Assignment 1 - 11/4/08

This assignment looked into both the subtleties and significant differences in terms of how the presidential campaigns communicate with their audience online. I explored the language used in both presidential candidate's websites, specifically the noun phrases in their campaign blogs. Considering the nature of this election, I figured the blog content of both candidates would be contrasting to say the least. I also had a few questions: are the campaigns covering the same topics? Is one candidate mentioning the Iraq War more often than the other? Is one candidate mentioning his opponent significantly more than the other?

To be able to answer these questions, I needed perl scripts to retrieve the RSS feeds of the blogs, Monty Lingua to process the text, and Many Eyes to visualize my data. Based on my findings, I determined that the blogs may have different purposes; it appears that Obama uses his blog to mobilize his supporters, while McCain uses his as another medium for presenting his talking points.
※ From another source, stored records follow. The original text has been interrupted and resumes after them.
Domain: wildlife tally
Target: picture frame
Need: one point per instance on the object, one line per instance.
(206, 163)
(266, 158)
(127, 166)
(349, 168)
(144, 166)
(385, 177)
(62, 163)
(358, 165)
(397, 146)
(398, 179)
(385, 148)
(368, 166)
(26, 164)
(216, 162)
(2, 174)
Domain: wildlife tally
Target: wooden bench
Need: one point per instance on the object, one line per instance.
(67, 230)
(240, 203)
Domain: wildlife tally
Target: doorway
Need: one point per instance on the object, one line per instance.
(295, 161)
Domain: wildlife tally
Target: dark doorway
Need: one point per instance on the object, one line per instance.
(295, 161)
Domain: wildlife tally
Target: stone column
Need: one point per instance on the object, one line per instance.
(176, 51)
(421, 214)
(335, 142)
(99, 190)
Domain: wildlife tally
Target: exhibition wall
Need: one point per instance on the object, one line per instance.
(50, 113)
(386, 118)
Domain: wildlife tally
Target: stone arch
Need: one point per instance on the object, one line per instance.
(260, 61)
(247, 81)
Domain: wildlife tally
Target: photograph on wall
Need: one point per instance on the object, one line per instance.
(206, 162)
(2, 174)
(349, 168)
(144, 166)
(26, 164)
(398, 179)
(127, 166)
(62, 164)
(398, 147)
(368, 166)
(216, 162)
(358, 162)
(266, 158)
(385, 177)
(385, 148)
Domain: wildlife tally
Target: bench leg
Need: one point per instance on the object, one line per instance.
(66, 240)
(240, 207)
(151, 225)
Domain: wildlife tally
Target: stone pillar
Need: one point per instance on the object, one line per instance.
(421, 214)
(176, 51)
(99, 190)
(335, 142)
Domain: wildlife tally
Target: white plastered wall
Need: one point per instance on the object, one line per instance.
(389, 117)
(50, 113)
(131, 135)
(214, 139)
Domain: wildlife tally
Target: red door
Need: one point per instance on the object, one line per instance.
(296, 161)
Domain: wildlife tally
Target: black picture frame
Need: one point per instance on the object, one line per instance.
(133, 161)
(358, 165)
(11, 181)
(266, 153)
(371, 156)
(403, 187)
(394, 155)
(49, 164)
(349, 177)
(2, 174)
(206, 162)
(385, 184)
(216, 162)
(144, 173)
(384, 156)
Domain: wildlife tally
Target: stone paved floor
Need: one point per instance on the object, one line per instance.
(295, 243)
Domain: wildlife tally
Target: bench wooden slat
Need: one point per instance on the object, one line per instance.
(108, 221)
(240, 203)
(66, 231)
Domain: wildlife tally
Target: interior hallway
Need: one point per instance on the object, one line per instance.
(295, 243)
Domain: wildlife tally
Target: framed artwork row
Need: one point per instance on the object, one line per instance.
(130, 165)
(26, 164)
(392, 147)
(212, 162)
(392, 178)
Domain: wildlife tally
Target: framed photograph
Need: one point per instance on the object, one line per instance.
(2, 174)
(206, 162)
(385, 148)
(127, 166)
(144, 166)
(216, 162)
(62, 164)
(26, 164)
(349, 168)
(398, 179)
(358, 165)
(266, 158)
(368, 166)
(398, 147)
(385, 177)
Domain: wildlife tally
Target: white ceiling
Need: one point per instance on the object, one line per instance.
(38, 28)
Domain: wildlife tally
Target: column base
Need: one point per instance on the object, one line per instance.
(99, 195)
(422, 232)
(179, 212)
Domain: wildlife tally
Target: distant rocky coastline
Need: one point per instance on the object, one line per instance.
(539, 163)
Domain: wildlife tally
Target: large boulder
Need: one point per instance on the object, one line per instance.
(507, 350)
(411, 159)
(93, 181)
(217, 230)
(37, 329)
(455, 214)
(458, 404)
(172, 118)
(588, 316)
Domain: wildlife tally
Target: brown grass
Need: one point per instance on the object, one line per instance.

Using perl scripts ( &, I parsed the RSS feeds from the Barack Obama campaign blog and the John McCain campaign blog. I retrieved as much data as I could from both feeds; I managed to get 26,000 words from Obama's feed and 14,000 words from McCain's feed. I ended up with two large, plain text files; one for Obama and one for McCain. To extract the noun phrases, I used a script that implements Monty Lingua, a natural language processor for English developed by MIT. The resulting files for each candidate looked like the following:

NX	Virginia
VX	have not go
AX	blue
NX	many year
NX	campaign trip
VX	be
AX	symbolic
NX	significant change
NX	that
VX	be take
NX	place
NX	electoral map

NX = noun chunk; VX = verb chunk; AX = adjective chunk

I then used the following unix command to get rid of the verb and adjective chunks. I also sorted the noun phrases alphabetically.

cat barack_chunks | grep 'NX' | cut -f2 | sort > barack_NXs

I ended up with files of only noun phrases for both Obama and McCain that looked like this:

ABC News
absentee ballot
absentee voting
abundant evidence
academic year prepare student
accurate mortgage information
actual spot

NOTE: I removed the candidates' own names from their respective files

To finish, I added the data to Many Eyes, an online data visualization tool provided by ibm. I decided to make a wordle for each candidate's noun phrases.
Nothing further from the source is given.